Simon Rattle conducts Mozart and Strauss at the 2006 New Year’s Eve Concert
A musical double portrait of Wolfgang Amadeus Mozart and Richard Strauss enhanced the 2006 New Year’s Eve Concert with Simon Rattle. There were fascinating connections: with Strauss’s interpretation of the Don Juan story, a subject which was also known to inspire Mozart, and music from the Rosenkavalier, Strauss’s homage to 18th century Vienna. The soloists were Camilla Nylund, Magdalena Kožená, Laura Aikin and – in Mozart’s D minor piano concerto – Mitsuko Uchida.
In 2006, the traditional New Year’s Eve Concert of the Berliner Philharmoniker was broadcast live by German public broadcaster ZDF for the thirtieth time. Bringing that year’s celebrations for the 250th anniversary of Wolfgang Amadeus Mozart’s birth to a close, Sir Simon Rattle presented the composer’s Piano Concerto in D minor K 466, one of his most popular solo concertos, with Mitsuko Uchida as the soloist. It was framed by late-Romantic delicacies from the pen of Richard Strauss: his early tone poem Don Juan and the finale of Der Rosenkavalier with a star-studded cast of singers.

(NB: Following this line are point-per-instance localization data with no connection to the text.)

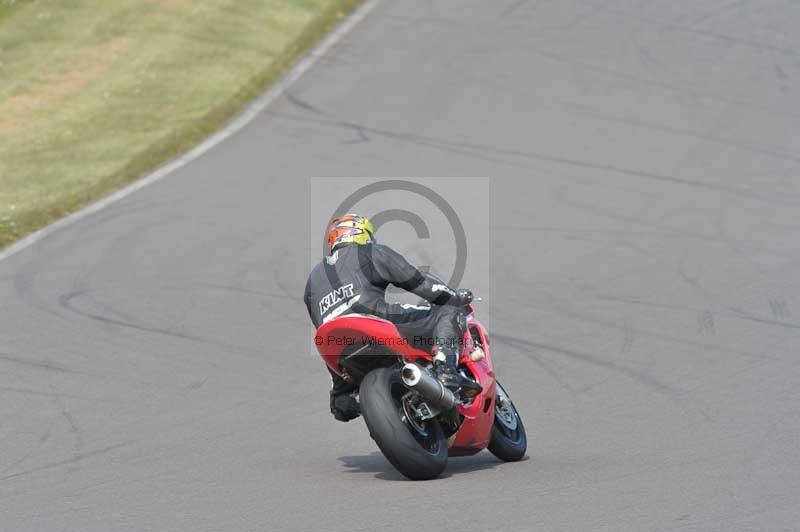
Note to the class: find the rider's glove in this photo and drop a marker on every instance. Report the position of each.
(463, 297)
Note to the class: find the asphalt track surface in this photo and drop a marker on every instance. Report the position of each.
(154, 367)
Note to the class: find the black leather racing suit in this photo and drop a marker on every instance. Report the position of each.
(353, 280)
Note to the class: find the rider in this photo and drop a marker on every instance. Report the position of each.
(353, 279)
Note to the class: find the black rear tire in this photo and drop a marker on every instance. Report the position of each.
(417, 454)
(509, 441)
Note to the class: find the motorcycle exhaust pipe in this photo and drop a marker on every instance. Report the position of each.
(414, 378)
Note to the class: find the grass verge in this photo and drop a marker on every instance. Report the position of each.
(94, 94)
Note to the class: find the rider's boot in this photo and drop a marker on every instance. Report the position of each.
(445, 364)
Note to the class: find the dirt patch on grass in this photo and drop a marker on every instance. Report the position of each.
(88, 66)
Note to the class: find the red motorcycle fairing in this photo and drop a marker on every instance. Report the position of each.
(341, 335)
(344, 334)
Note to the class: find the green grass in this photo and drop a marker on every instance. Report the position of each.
(96, 93)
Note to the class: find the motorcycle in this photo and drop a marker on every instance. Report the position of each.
(415, 420)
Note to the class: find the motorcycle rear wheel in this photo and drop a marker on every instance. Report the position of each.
(416, 449)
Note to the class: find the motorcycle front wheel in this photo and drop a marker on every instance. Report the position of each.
(417, 449)
(509, 441)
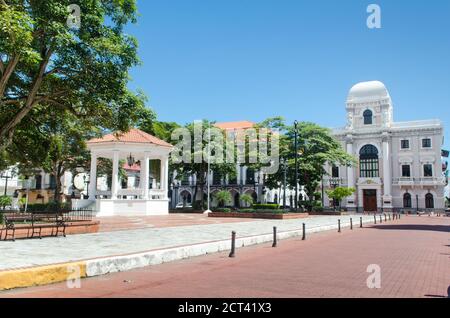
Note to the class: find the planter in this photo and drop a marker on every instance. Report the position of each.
(256, 215)
(328, 213)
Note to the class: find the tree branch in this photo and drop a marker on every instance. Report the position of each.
(31, 100)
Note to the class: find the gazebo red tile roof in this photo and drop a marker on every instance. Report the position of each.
(134, 135)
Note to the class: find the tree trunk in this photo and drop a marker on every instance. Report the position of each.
(6, 74)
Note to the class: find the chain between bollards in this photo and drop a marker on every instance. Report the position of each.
(304, 232)
(274, 237)
(233, 244)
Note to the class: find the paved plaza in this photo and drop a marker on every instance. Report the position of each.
(35, 252)
(413, 254)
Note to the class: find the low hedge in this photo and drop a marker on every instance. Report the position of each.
(266, 206)
(225, 210)
(246, 210)
(48, 207)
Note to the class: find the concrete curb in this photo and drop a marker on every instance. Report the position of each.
(43, 275)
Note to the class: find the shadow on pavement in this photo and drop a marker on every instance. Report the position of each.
(413, 227)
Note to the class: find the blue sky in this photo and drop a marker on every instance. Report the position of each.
(229, 60)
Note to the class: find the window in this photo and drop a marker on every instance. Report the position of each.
(335, 172)
(426, 143)
(250, 176)
(407, 200)
(217, 178)
(427, 170)
(429, 201)
(406, 171)
(52, 185)
(368, 162)
(367, 117)
(404, 144)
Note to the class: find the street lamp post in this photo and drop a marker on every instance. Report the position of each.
(208, 173)
(334, 182)
(284, 164)
(296, 165)
(417, 203)
(86, 181)
(6, 177)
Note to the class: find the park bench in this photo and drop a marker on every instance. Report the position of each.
(34, 223)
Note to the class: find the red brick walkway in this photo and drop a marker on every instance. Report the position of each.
(413, 253)
(117, 223)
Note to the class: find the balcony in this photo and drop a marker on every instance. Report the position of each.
(404, 181)
(432, 181)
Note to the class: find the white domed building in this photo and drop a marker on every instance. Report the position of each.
(399, 163)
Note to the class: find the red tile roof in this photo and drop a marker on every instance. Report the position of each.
(235, 125)
(134, 167)
(134, 135)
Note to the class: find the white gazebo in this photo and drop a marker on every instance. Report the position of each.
(149, 195)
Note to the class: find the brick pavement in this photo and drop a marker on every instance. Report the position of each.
(413, 253)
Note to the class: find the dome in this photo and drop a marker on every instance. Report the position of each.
(367, 91)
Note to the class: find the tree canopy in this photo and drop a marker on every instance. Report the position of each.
(47, 64)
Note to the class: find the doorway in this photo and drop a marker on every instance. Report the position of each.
(370, 200)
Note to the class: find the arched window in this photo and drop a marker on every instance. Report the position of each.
(367, 117)
(407, 200)
(429, 201)
(368, 162)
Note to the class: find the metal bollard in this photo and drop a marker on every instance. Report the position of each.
(274, 237)
(233, 244)
(304, 232)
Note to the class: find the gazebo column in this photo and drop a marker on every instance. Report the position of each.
(115, 175)
(145, 172)
(92, 177)
(164, 175)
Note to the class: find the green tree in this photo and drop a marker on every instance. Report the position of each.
(45, 64)
(223, 198)
(5, 200)
(54, 142)
(316, 147)
(200, 169)
(340, 193)
(247, 199)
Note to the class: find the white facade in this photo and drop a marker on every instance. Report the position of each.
(399, 163)
(142, 198)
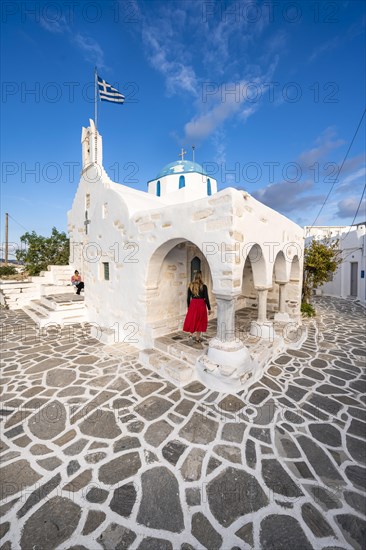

Mozart wrote his first piano concerto in a minor key in early 1785 in such a hurry that there wasn’t even time before the first performance for a run-through of the final movement with the orchestra. Nevertheless, the concerto was a great success, despite (or perhaps because of) its sombre D minor, reminiscent of Don Giovanni and Mozart’s Requiem in the same key. Mitsuko Uchida once again gave a ravishing performance on this New Year’s Eve, and the music critic Klaus Geitel hailed her as “a gentle fanatic of precision, lightness, profundity. Her interpretations are always, as it were, blissfully earnest. A cleverness born of love that strips away all conventions. Ms Uchida always plays even the most classic of works as if they were being performed for the very first time, fresh as the morning dew”.
Richard Strauss paid his tribute to the famous ladies’ man Don Juan he was a youthful 24-year-old kapellmeister. He based his work on a poem by Nikolaus Lenau which, at the end, shows the eponymous hero tired and burned out: “The fuel is all consumed and the hearth is cold and dark.” More than 20 year after this early masterpiece, he showed in his “Comedy for Music”, Der Rosenkavalier, that love stories can also have a happy ending: the Feldmarschallin magnanimously gives up her young lover, Octavian, who is madly in love with Sophie. Camilla Nylund, Magdalena Kožená and Laura Aikin made this ethereal and soaring operatic finale a lesson in pure harmony, before the orchestra sent its audience on its way into the cold New Year’s Eve with two rousing encores by Johann Strauss II and Antonín Dvorák.